Tatbestand:
Die Beteiligten streiten darüber, ob die Klägerin gegen die Beklagte einen Anspruch auf Kostenübernahme für stationäre Krankenhausbehandlungen
hat. Dabei geht es um Behandlungsfälle aus den Jahren 2003 bis 2006 und hier um die Vergütung für den letzten (21.) Behandlungstag
von alkoholabhängigen Patienten in der Motivationstherapie.

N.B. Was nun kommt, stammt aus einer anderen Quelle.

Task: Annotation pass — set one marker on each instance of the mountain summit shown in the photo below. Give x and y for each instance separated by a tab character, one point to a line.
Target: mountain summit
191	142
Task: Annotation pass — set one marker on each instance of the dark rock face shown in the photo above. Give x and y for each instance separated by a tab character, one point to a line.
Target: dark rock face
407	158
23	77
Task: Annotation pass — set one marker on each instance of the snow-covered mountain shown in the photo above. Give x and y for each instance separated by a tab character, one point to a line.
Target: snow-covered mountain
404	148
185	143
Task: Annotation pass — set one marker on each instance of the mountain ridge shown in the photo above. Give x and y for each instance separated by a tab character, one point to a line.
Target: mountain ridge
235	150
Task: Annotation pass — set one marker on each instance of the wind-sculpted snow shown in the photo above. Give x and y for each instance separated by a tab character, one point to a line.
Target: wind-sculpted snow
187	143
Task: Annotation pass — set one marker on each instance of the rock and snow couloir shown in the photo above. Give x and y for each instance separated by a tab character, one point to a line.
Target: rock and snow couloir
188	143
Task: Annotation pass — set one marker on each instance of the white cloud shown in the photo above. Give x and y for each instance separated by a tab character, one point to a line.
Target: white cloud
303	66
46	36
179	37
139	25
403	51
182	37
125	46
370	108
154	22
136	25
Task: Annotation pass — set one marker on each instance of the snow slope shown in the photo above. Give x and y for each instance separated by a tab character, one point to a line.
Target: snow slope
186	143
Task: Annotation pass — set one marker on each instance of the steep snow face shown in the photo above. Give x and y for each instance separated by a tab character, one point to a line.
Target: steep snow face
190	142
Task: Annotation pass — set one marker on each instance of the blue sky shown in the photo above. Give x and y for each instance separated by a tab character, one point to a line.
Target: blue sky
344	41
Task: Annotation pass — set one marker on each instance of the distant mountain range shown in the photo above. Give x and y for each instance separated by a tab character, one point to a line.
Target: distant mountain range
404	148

Die Klägerin betreibt u. a. das U. SH in L.. In der dortigen Klinik für Psychiatrie wurden Patienten nach einer stationären
körperlichen Entgiftung (Entzug I) im Rahmen einer Motivationsbehandlung (Entzug II) vollstationär behandelt. Aufnahmediagnose
war in allen Fällen ein Alkoholabhängigkeits-Syndrom (F10.2) bzw. ein Entzugs-Syndrom (F10.3). Die Dauer der Unterbringung
war unterschiedlich und lag teilweise deutlich über 21 Tagen, weil die Dauer der Entgiftung unterschiedlich lang ausfiel.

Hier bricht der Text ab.